What’s left is getting me eating again. During the worst of it all we switched me over to getting my nutrients through an IV bag. My stomach forgot how to eat during that time, so I need to retrain it. And we need to show that I can survive without the feed bag.

It sounds like they earliest they could be convinced of this is Sunday, so that is what I’m aiming for.

I just got a note in the main saying that my normal oncologist, Dr Kurt Norman, has left the practice where we were seeing him. We had a great rapport, and I am sad to hear him leave. Hopefully for better opportunities.

Apr 6 10

Well, I’m Still Here

by Tom

Day +13th, now, and things are similar to the way they were before. I’ve sunk into the depths of the embrace offered by TPN and a PCA. Its a bit liberating, if you don’t mind being shackled to an IV pole! Now, as my recovery commands, I must dig myself out of these liberating depths. Must be able to get most of my nutrition on my own, but have high enough counts, and must not need IV pain meds anymore. Gotta look somewhat self-sufficient before they’ll recommend me to go home.

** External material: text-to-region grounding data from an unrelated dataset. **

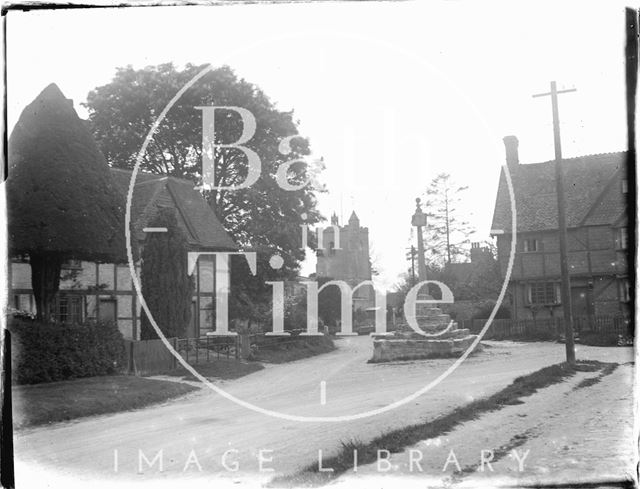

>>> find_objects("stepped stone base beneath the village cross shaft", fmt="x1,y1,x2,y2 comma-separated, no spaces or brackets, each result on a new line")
369,308,482,363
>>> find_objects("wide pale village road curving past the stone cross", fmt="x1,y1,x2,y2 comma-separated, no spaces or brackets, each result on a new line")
15,336,633,489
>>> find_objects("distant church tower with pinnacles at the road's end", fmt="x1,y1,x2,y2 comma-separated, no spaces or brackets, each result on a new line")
316,212,374,309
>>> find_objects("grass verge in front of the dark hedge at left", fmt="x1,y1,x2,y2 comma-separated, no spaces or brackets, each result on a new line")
12,375,198,428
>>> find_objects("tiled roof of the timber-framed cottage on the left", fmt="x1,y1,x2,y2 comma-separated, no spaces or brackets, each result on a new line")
111,168,238,250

My current project is teaching my body how to eat and drink on its own again, which is tough. Some drinks go down my throat well, but are too acidic for my stomach to handle yet. Cranapple, I’m looking at you.

Slowly we try water, we try juices, brothes, jellos, and eventually move into soft foods like potatoes and shakes.

A few days back I shared my WBC numbers from when they came in at 130k. The next day they were at 300k. Then 660k. Today 1,010k. Build-em-up!